Aim: Growth by investing in socially responsible companies via Norwich Union funds.
Minimum investment: Lump sum £500 monthly £50.
Investment split: Any proportion of corporate bond, UK growth, absolute growth, global growth, managed and European growth.
Isa link: Yes.
Pep transfers: Yes except absolute growth and global growth.
Charges: Initial 4 per cent, annual – corporate bond fund 1 per cent, all other funds 1.5 per cent.
Special offer: Initial charge reduced to 3 per cent.
Offer period: Until March 30, 2001.
Commission: Initial 3 per cent, renewal – corporate bond fund 0.25 per cent, all other funds 0.5 per cent.
Tel: 0845 3022557.
Suitability to market 8.3
Investment strategy 8.3
Past performance 7.0
Companys reputation 8.8
Product literature 6.5
Norwich Union has introduced sustainable future, an open ended investment company (Oeic) that invests in socially responsible companies via a series of Norwich union funds.
Looking at how the fund fits into the market, Hulbert is not impressed. He says: "It is better late than never, I suppose for this me too product."
Flowers on the other hand says: "The fund opens up a new segment of the market, as it is a cross between an ethical fund and a thematic fund. As a result it is a refreshing change."
Henry adds: "These funds are very good news for the market. Although they are still in their infant stage, they are becoming more and more acceptable to the ordinary people who have the greatest need for such products, which will help to sustain life in the poorer countries of the world."
Lynch says: "Ethical investments are becoming increasingly mainstream, so this product should fit well. The tax credits announced in the 2001 budget for companies investing in environmental initiatives should also assist this type of fund."
Turning to the type of client that the fund is suitable for, Flowers says: "This is for most investors with an ecological, environmental or social awareness."
Henry says: "This is for clients who are financially sound, and who have the ability to make a difference economically and socially." Hulbert is more exact. He says: "This fund is suitable for the large minority of socially responsible middle England investors."
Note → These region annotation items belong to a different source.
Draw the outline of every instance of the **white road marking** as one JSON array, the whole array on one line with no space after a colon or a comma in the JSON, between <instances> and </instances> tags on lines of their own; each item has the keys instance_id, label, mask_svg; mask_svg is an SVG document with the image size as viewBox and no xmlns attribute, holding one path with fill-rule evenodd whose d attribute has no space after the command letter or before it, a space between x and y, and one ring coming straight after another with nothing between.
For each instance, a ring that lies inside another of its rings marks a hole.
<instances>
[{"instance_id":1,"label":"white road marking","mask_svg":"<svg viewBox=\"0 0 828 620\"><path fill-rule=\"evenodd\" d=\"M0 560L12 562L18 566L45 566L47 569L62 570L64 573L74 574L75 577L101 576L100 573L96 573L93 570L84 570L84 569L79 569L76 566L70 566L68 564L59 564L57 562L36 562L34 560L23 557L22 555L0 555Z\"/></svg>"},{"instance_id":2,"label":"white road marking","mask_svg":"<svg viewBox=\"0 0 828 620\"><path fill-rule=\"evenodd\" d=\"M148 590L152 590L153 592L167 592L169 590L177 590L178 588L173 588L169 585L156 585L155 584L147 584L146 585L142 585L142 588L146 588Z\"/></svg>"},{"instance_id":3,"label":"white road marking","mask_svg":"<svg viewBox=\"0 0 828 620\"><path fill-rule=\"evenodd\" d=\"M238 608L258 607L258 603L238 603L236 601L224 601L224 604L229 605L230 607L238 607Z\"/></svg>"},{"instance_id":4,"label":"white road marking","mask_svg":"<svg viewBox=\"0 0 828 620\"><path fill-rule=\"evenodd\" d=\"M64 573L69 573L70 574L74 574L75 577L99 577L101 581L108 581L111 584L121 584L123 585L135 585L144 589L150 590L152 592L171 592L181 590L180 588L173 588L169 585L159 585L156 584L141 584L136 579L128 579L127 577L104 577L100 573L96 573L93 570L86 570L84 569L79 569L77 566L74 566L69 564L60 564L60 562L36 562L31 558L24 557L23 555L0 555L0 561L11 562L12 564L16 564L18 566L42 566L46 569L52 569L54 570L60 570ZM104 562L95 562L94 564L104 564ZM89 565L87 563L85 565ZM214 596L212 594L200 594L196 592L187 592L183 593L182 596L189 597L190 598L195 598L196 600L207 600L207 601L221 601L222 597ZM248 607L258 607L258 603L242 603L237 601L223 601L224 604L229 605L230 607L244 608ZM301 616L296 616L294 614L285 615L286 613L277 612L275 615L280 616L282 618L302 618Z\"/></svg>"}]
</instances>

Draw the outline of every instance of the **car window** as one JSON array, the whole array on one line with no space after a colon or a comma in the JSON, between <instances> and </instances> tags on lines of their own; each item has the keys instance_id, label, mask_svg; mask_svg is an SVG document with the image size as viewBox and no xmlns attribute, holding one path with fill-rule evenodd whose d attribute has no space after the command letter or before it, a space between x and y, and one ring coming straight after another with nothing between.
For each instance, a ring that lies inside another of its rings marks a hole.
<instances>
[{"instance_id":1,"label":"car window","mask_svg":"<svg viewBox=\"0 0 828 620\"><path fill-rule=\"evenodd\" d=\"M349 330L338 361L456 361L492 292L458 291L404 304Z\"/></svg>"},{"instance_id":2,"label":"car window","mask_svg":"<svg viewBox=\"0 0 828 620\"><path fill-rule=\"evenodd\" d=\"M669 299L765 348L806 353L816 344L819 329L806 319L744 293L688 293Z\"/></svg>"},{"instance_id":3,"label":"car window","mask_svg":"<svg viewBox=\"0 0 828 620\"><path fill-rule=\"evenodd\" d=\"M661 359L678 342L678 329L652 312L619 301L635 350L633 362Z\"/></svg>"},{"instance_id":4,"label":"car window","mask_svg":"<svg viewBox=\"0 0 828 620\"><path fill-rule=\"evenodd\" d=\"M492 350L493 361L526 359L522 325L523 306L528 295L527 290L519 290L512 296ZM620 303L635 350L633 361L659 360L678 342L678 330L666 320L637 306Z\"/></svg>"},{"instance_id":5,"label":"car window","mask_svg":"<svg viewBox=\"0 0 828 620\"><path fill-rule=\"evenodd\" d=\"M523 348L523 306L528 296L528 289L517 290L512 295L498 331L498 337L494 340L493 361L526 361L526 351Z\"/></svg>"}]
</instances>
Lynch adds: "The product is suitable for the increasing number of clients who seek to invest thoughtfully, whilst still seeking profit – but profit without guilt."
The panel are split when it comes to examining the marketing opportunities that the product will provide. Hulbert cannot see any additional opportunities, while Flowers says: "The opportunities are limited, in that it will need to be preceded by an education process on the value – from an investment perspective – of the sustainability story."
However Lynch disagrees. She says: "I expect to use the topic of ethical or socially responsible funds at seminars and in our next newsletter. There is certainly a good deal of interest out there at the moment."
Henry says: "The product will create a wider choice of funds to select from, thus giving us the chance to market clients who are familiar with the Norwich Union brand. They would be more comfortable to do business, especially knowing that they are with a reputable company."
Evaluating the main useful features of the fund the panel is again divided. Hulbert says: "This product offers nothing special that is not already available."